Universal basic income benefits the working class in general, not just those living in poverty/who are unemployed. These positive externalities are less tangible than the instant relief it brings, but relevant and impactful nonetheless; a UBI that is truly universal (as in, available to every individual regardless of employment or income status) provides a sort of safety cushion to the working class which they can fall back upon if they are treated too poorly by their employers. This Huffington Post article explains the concept: a universal basic income means that employees are not choosing between keeping their job and having zero dollars to live on, but rather choosing between their job and the UBI, which increases the market power of labor. Universal basic income lowers the going market price for labor by offering a substitute for employment, but not by reducing labor market participation rates; rather, it forces firms to reduce their profit margins and improve conditions for laborers, or turn to automation.

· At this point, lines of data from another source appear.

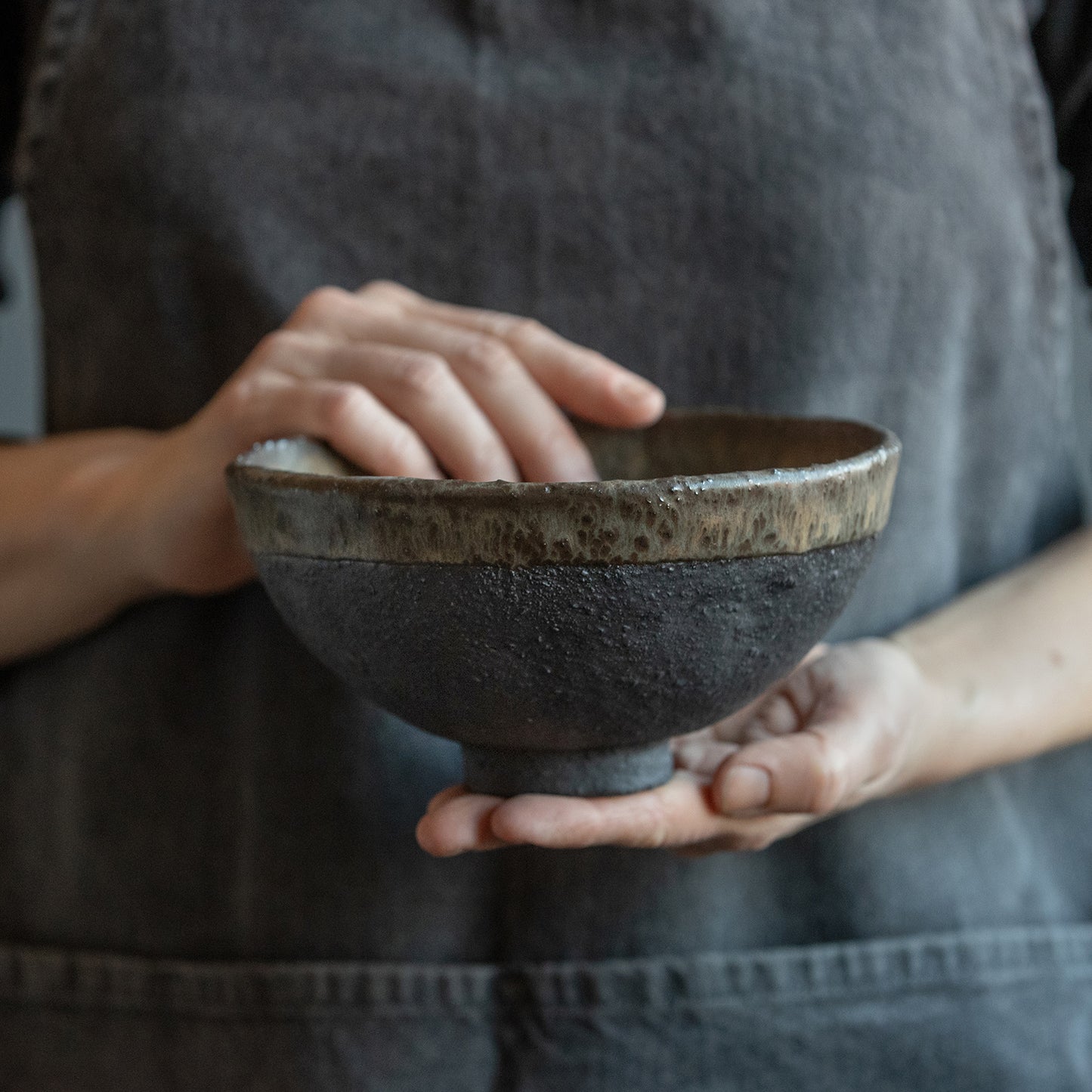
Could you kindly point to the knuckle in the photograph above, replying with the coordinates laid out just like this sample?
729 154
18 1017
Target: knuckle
524 330
422 375
487 358
385 291
401 452
277 350
341 405
829 777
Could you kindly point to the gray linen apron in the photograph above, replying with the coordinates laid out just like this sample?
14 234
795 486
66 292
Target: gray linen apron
208 871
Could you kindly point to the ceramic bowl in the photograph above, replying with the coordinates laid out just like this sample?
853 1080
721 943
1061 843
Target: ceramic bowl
561 633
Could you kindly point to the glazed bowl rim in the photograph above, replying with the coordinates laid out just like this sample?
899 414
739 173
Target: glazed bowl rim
248 468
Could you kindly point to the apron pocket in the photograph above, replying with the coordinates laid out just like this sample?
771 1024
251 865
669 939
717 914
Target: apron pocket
991 1010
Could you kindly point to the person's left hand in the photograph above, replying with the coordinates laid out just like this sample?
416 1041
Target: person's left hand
849 724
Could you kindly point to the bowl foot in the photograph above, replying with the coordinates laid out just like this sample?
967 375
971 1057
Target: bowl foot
610 772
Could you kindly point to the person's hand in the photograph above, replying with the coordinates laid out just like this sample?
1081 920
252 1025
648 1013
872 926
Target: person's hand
849 724
399 385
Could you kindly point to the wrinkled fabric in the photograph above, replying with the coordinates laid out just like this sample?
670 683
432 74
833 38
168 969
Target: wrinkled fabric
208 871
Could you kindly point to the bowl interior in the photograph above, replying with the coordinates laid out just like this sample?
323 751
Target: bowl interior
685 444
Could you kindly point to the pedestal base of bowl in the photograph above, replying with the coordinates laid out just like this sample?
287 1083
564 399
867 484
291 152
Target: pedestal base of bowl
611 772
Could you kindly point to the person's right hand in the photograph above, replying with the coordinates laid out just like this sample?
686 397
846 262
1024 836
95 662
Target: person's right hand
398 383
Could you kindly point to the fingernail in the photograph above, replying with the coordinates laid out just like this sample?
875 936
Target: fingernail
635 387
744 787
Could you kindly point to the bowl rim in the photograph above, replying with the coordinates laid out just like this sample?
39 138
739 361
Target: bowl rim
886 444
679 518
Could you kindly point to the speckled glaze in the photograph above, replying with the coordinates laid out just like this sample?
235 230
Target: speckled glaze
699 485
564 633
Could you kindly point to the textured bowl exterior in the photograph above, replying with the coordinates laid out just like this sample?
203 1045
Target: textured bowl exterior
802 503
564 657
522 618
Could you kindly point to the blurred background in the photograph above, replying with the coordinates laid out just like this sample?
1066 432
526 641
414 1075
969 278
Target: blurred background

Another benefit of a universal basic income, in comparison to the welfare state that states and federal agencies create together, is the constancy. Under the welfare state recipients can experience “welfare cliffs,” as shown on this graph:

Because of the complexities of tax and transfer systems, there are small but meaningful cliffs that can leave those trying to improve their lot feeling like they are being punished for climbing the employment ladder. A universal basic income would help to smooth out those cliffs because it is universal, meaning that every individual would qualify no matter their private income.

I’d like to highlight the elementary economic differences between raising the minimum wage and implementing a strong UBI program. One way to compare the scenarios is to say that raising the minimum wage increases the cost of labor while implementing a UBI program can be seen as increasing the elasticity of demand of workers for jobs; workers’ demand for jobs is equivalent to the labor supply, so we can conceive of the UBI as an increase in the elasticity of the labor supply as well. A more highly elastic labor supply means that workers are more willing and/or able to refuse jobs that don’t fulfill their basic needs as a direct result of UBI policy, even in comparison to a counterfactual in which minimum wage is increased. 

It’s easy to assume that installing a UBI and raising the minimum wage are roughly equivalent policy tools. Through a microeconomic lens, however, UBI and minimum wage are distinct economic policies resulting in unique outcomes, though they will both be important if Americans want the future of our economy to be more equally distributed.